Gol, Wilson's thrusting of pad may also suggest that he either misjudged the line of that ball or he was a little late on that shot.

For me, there was no way that he was not offering a shot to that delivery! I assume you have read what Porterfield had to say on this issue. He mentioned a very interesting point. The first thing that the umpire did was to check whether the impact was pad first or bat first.

Porterfield very wisely mentioned that if you are checking for bat in an LBW appeal, then it must obviously suggest that the batsman was making an effort to make the bat meet the ball! If the batsman makes no such effort, the bat should be nowhere near in the picture and there should be no reason to check for it during the review.

Another point is that lets assume that Ashoka de Silva thought it was a 'no shot offered' case but thought that the ball would have not hit the off stump. In such a case, he would have given the batsman not out. During that appeal, Wilson had also run a single... so would Ashoka de Silva have disallowed a run in such a scenario? If you don't offer a shot, you don't get the run!

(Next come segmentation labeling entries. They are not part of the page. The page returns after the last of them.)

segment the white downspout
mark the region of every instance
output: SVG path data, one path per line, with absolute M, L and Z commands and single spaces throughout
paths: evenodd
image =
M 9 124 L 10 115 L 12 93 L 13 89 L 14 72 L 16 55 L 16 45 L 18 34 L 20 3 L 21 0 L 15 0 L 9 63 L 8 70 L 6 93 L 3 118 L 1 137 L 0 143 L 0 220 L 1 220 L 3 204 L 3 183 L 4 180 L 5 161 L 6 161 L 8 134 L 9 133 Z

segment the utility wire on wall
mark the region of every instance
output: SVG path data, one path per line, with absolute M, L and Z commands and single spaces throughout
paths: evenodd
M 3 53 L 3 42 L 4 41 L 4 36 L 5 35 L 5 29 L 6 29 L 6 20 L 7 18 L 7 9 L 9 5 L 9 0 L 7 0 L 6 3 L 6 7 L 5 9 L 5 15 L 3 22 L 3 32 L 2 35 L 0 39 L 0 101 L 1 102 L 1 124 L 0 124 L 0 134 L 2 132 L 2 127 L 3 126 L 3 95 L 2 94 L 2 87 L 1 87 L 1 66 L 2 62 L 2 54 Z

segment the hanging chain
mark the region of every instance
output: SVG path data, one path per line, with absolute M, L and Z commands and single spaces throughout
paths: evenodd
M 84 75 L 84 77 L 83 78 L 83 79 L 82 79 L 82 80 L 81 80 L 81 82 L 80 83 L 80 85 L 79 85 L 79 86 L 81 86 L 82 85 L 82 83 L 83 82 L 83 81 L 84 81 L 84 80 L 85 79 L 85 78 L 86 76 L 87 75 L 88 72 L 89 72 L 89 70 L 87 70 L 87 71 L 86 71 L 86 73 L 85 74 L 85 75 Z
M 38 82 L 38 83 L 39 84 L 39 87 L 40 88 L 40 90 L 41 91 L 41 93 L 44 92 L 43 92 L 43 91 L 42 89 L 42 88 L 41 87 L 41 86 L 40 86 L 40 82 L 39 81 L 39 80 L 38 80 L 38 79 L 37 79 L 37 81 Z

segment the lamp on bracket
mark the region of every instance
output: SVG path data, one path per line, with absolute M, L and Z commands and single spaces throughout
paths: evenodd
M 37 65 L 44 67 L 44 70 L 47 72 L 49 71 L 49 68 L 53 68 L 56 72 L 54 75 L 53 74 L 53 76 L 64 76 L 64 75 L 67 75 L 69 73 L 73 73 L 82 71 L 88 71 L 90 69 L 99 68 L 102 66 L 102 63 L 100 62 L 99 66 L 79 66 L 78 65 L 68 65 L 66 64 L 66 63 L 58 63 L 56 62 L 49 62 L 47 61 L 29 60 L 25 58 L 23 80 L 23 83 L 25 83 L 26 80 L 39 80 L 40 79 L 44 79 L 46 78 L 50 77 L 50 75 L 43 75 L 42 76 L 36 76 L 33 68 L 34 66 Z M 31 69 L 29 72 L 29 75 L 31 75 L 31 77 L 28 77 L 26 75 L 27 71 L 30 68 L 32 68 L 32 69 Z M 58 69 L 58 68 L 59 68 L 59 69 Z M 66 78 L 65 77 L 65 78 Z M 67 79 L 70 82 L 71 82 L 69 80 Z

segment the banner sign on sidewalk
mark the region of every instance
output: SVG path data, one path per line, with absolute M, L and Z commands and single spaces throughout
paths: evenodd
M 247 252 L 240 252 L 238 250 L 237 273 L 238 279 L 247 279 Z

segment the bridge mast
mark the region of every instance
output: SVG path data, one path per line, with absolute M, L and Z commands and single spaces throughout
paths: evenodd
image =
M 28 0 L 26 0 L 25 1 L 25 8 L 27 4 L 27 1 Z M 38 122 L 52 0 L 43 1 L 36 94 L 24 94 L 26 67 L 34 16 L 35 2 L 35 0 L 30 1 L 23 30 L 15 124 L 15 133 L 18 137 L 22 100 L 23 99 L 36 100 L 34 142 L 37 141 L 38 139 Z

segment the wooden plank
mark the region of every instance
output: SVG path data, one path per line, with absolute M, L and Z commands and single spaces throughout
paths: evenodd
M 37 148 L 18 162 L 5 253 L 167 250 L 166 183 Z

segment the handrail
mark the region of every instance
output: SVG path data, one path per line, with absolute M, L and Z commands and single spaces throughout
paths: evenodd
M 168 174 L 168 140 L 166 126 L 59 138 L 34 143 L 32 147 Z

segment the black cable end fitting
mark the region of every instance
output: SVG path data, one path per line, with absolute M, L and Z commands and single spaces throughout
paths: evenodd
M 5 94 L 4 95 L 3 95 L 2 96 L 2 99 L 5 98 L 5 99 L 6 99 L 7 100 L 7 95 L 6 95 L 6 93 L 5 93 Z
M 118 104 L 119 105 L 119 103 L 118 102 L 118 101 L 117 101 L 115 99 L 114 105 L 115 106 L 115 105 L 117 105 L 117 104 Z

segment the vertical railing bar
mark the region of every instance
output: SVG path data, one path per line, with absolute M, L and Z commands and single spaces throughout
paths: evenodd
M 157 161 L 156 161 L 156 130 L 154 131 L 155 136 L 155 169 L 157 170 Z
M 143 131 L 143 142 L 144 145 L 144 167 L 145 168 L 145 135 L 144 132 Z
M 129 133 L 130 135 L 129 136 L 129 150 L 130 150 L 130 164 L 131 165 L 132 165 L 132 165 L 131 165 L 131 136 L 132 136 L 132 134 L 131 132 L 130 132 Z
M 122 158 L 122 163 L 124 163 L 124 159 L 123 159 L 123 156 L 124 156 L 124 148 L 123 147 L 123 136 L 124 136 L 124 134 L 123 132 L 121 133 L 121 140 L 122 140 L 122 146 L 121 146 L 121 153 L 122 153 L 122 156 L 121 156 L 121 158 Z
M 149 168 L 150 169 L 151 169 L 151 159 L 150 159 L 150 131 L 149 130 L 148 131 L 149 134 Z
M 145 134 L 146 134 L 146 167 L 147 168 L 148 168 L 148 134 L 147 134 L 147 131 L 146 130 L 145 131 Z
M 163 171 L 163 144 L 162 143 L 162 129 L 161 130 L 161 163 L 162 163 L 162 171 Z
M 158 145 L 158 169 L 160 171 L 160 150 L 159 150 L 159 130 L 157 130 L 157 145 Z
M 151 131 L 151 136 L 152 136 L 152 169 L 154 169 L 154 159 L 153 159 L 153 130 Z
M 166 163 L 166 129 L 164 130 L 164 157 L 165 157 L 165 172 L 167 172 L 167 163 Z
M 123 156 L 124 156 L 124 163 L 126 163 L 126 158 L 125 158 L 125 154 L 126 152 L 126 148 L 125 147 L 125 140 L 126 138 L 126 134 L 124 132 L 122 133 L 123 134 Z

I have written something about this decision and Ashoka de Silva's ineptitude over here. You might want to check it out.

Golandaaz said...

Nice piece Shridhar.

When a player has the pads ahead of the bat, I have to say i have no clue what the "rule book" says. I have to go with Ashoka on this one

Vidooshak said...

Gol - Your next cartoon needs to be some kind of a weird animal generated from the UDRS of ICC.